Hi @AngelinaIgnatova - Responding here because the RFC-106 thread was auto-closed:
I understand the theoretical vision of having permissions being related to app features, and while it is a good one, the reality of developing for the Atlassian platform makes practice different from theory:
The set of permissions is often a moving target, even in the presence of static application features. Disjointed teams from across Atlassian work on product APIs, and new permissions sometimes appear without warning, or permissions change on old APIs.
For example, Confluence V.2 RBAC APIs were recently introduced, and these require the new read:space.permission:confluence permission. Previously, the V.1 APIs required only read:space:confluence.
History suggests that RBAC will be made mandatory at some point and the old APIs removed, so all apps will be forced to switch.
At this point, I am not even adding new features to my app: I am required to make this change so that my app remains functional, and it will break for any admin who does not update. (What would I even name this new “feature” in my Forge manifest for your future milestones? The please-dont-break-my-app-with-rbac feature?)
This is just one recent example, but there have been a few others like this in the last year as well. I am also sure that Atlassian will continue to regularly introduce new product concepts that include new permissions, and apps will be forced to adopt these permissions just to remain in a working state.
Connect apps were somewhat insulated from these issues because the scopes were broad, but this becomes an instant problem for Forge apps. The last official word I recall was that apps must remove all Connect scopes in the next four months in order to avoid being penalized on revenue share, so apps cannot reasonably use the inherited-Connect-scopes workaround either starting in 2026. (Please correct me if I am wrong.)

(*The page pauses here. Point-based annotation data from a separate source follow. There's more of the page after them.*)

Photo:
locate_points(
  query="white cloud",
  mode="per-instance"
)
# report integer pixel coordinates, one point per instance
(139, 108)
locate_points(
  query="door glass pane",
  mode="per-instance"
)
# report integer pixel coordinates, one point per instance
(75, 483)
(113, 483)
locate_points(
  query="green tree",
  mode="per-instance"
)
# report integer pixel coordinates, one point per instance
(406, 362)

I would gently suggest that this overall scenario also “does not align with customer expectations” and I hope that Atlassian would consider this in future milestones. Finding better ways to nag admins to upgrade only goes so far and you are not going to get 100% compliance.
Not every customer is the same, and while I am sure that some sensitive customers may indeed require approval for every single granular permission elevation, I suspect that there are also plenty of customers (perhaps even the majority) who would be receptive to receiving automatic updates within the same general sets of scopes (read, write, admin, impersonate, etc), perhaps after some notice period.
I can add that effectively every customer has already been operating under this model for years (with Connect) and still passing whatever audits that allowed them to use Marketplace apps.
Perhaps Atlassian could consider allowing customers to decide whether they need to audit every single permission change, or if permission “upgrades” are deemed acceptable if they remain within the existing higher-level scopes.
If this has not already been done, maybe Atlassian could also consider running a focus group or whatever to gather the data it needs to back a decision such as this? It admittedly seems unlikely that something that was acceptable (even if grudgingly) for the last 10 years has suddenly become completely unacceptable to all customers.
In short, there has to be a happy middle ground somewhere that will align with customer expectations (realizing that not all customers are identical) while also allowing app vendors to minimize headache and ship apps that actually work. As a vendor, that would be my end goal.